Kasus dugaan kebocoran data pribadi Denny Siregar ini pun tidak luput dari pantauan pakar keamanan siber dari Vaksincom, Alfons Tanujaya.

"Data kelihatannya valid milik operator. Tetapi sumber kebocorannya yang perlu di analisa," terang Alfons kepada Suara.com, Selasa (7/7/2020).

Menurut Alfons Tanujaya, Telkomsel tidak akan sengaja membocorkan data pribadi pelanggannya. Kemungkinan, ada pihak yang meretas sistem keamanan Telkomsel sehingga data pribadi Denny Siregar terpampang di dark web.

"Logikanya operator tidak akan sebodoh itu memberikan data yang sangat penting dan kritikal milik pelanggannya. Sumber kebocoran bisa beragam. Kemungkinan cukup besar adalah API dimana sistem operator membolehkan aplikasi pihak ketiga mengakses database dan ini dieksploitasi untuk mengektrak data yang di incar," imbuhnya.

Ilusrasi Perlindungan Data Pribadi. (Pixabay/geralt)
Ilusrasi Perlindungan Data Pribadi. (Pixabay/geralt)

 

Dalam situasi seperti, lanjut pakar keamanan siber dari Vaksincom, pemerintah perlu mengambil langkah-langkah nyata untuk melindungi masyarakat, misalnya dengan menegakkan Undang-Undang Perlindungan Data Pribadi (PDP).

"UU PDP memang sangat dibutuhkan dan kita perlu dasar hukum yang kuat sehubungan dgn pengamanan data dan banyaknya eksploitasi," kata Alfons.

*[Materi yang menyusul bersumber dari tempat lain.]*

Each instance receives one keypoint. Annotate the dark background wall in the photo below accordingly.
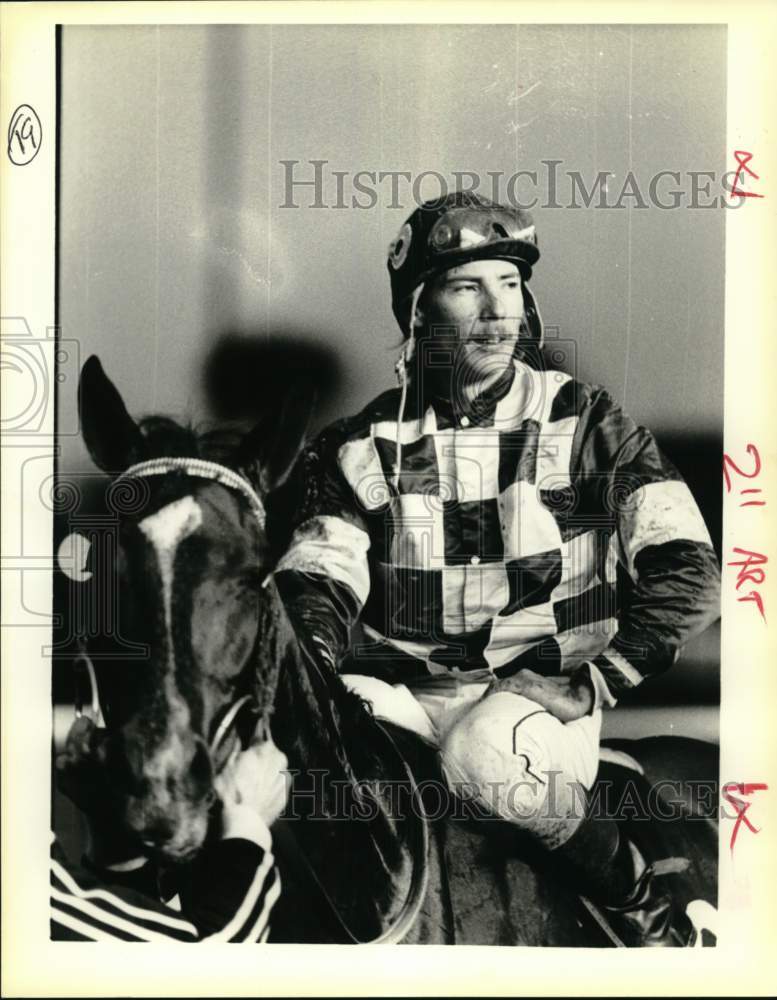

Sementara bagi pihak ketiga, dalam hal ini perusahaan pengelola data, diharapkan untuk selalu memperbarui sistem keamanan mereka.

"Sebaiknya pengelola data perlu menerapkan enkripsi ketat dan kalau aplikasi pihak ketiga mengakses tidak mendapatkan data dalam bentuk mentah tetapi terenkripsi dan hanya mendapatkan konfirmasi apakah data valid atau tidak saja," pungkasnya.

Itulah tanggapan pakar keamanan siber dari Vaksincom terkait kasus data pribadi Denny Siregar yang telah bocor. (Suara.com/ Tivan Rahmat).